Run like Wayde van Niekerk
The Whale of Trail starts at Potberg Environmental Centre, and bottlenecks the entire field onto single track immediately. To avoid overcrowding the organisers introduced a lap around the Centre first, so if you’re keen to get up front early on – then best you Wayde van Niekerk the first lap to get a good position on the single track. “If you want to be up ahead with the racing snakes, it is worth putting the foot down for the first kay – the start can be quite bunched up and there is a bit of a bun fight to get to the single track,” says Karoline Hanks, 2nd lady in 2015 and 3rd lady home in 2016.
Take the downhills with caution
“Take the first long downhill really easy,” says Chad Gordon, 2016 men’s winner. If you get over-excited early on and pummel your legs on the downhill it’ll cost you in the second half of the race.
Keep momentum while you can
“The first half of the run is also on easier terrain to run a good steady pace, but once you hit the beach and the soft sand you tend to lose a lot of momentum, so make it count when you can,” says Tracy Campbell, 2016 women’s winner. Ask any elite that’s run the Whale of Trail and they’ll say the same thing – the beach slows you down to a walk!
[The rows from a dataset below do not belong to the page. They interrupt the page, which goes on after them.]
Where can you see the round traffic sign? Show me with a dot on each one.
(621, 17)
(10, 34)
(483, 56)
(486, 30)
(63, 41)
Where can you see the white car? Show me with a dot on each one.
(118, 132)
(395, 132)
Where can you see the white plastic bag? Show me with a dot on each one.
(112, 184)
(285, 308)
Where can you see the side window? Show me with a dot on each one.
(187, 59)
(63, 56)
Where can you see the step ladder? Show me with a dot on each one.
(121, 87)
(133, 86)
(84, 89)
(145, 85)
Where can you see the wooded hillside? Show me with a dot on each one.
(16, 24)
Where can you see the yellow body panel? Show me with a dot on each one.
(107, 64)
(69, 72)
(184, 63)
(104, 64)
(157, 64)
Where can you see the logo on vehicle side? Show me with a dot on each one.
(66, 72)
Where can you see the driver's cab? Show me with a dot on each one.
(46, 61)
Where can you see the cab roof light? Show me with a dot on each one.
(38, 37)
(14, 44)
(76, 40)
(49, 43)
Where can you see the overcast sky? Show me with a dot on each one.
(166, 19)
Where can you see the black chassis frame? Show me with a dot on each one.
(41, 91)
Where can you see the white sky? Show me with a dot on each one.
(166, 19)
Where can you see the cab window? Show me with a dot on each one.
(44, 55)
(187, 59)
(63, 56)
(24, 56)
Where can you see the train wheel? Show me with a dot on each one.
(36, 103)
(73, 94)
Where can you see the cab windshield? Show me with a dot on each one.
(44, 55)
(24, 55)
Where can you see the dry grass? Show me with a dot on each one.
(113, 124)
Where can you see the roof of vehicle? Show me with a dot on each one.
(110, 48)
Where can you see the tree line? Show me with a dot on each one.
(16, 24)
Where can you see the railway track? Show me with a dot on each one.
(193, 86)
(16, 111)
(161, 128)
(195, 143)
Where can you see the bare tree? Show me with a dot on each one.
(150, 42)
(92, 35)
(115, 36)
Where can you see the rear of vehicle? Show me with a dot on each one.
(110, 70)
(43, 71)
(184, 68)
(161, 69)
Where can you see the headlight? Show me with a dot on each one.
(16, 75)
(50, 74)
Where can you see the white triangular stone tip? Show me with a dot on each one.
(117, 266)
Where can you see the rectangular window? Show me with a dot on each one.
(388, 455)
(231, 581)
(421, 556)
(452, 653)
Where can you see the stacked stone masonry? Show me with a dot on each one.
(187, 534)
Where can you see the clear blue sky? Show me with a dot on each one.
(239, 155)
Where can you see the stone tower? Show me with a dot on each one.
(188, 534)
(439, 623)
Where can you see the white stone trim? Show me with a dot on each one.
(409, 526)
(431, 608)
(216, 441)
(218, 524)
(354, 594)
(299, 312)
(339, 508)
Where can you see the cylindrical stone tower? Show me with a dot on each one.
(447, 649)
So run the runnable sections and walk the beach to be as efficient as possible on the day.
Don’t underestimate the coastal paths
The route profile may be deceiving and the undulating coastal paths (with a slight camber) are relentless and can derail your plans. “Go easy on the coastal paths – they take it out of you and you will find yourself passing many who have pushed too hard at the start…Do remember to push just before Vaalkrans (the final CP5) and the kit check to avoid having to queue,” says Hanks.
Survival tips for first timers
Manage your nutrition
“Eat consistently and eat well,” says Hanks, “and don’t wait until it is too late. I have seen elite athletes completely finished (and walking) on the beach section, nauseous and unable to take anything in.” Similarly, Gordon highlights the importance of a good nutrition plan before and during the race. “Nutrition is vital because if you run out of gas, that’s basically it!” Gordon believes that nutrition starts before the race, so take his advice. “Be prepared by pre-planning and eating an easily digestible breakfast (at least two hours before the start),” he says, “as well as having lots of nutrition easily available throughout.”
“Don’t skimp on water,” says Hanks, who has run out of water on this particular event before, “especially for the coastal stretch. The salty wind can take it out of you and you can be incredibly parched very quickly.” According to the CP’s and water tables, ensure that you full up at WP1 before Noetsie, and then again at Hamerkop hut before CP4 and the second WP. You might have to walk up to the hut to full up, but it will be worth it to stay hydrated.
There is still enough time to adapt and increase your training to suit the demands of the Whale of Trail. Be sure to take the following advice from the pros by trying to incorporate some of the following training that will prepare you for the 53km. “Remember it’s a distance event and you need to train for the distance,” says Gordon, “so short fast work is not essential unless you have done all the long hard work.”
It’s also a good idea to mimic some of the terrain to get your body and thus muscles used to expectations. “Train on soft sand by doing at least one beach run a week if you can,” says Campbell. “Also try to incorporate some stair training into you weekly routine, to help you with the undulating coastline. Strength work, like squats and lunges, will work to improve your power, which will help you for that final eight kay push on soft sand.”
And lastly, a sneaky tip from Karoline Hanks regarding gear that will make or break your day: wear gaiters! “The sand can be draining, but take it steadily, make keeping the sand out with gaiters will avoid nasty blisters forming and thus very painful running,” says Hanks.